Where to proceed from here?
No one is an acausationist who won’t believe in causation until someone shows them evidence for it, nor does anyone argue for it; it’s just assumed. If the human instincts that evolution has given us about causation, time and space, other minds, objective reality, abstract thought etc should be accepted without argument or evidence, and evolution has given us an instinct to believe in God, you are also fully justified in believing in God without argument or evidence.
What you cannot do is reject anything solely because you believe it has no empirical evidence. If you do, you must also reject the entire above list – objective reality, causation, other minds, the validity of human logic, morality, abstract thought, history, mathematics.

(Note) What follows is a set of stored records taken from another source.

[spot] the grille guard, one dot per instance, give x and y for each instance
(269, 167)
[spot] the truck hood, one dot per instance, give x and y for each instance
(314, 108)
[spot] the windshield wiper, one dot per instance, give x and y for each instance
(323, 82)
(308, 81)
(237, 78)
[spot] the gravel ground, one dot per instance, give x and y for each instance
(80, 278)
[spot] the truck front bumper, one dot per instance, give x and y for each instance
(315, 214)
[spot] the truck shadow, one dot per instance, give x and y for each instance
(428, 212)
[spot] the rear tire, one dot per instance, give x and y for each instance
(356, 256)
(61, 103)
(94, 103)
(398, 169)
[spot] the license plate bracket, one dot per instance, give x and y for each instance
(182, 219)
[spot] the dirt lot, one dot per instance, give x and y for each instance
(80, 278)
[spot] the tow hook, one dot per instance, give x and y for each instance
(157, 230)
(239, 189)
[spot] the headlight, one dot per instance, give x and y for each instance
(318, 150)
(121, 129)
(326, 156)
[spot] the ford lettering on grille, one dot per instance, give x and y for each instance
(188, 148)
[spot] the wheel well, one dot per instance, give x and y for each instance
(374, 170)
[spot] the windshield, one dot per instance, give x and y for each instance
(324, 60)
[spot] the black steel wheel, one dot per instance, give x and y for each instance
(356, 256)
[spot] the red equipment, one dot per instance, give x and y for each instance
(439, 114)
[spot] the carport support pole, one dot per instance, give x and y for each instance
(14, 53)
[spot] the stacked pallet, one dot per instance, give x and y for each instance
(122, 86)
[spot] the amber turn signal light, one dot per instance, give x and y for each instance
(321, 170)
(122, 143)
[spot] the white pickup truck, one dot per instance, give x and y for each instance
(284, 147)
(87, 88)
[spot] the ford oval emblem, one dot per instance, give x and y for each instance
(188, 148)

Clearly that cannot be done. A consistent empiricism is therefore a complete non-starter. The challenge, then, is to find a more balanced approach that takes into account human instinct and logic rather than just empirical evidence.
I don’t have all the answers, but my own take is this: all the basic human instincts about reality are approximately true. Why all?
Since all human knowledge is ultimately based on unprovable instincts, it makes no sense to use half those instincts to attack the other half as unprovable. Secondly, whatever instincts we have ultimately came from the same source, so there is no basis for privileging one over another. There are only two consistent positions available to us: we assume they are all true and proceed on that basis, or they are all false and all human knowledge is fiction.
So if we are to avoid a scepticism of everything, the role of logic and evidence is to show us exactly how our instincts are true rather than trying to overturn them.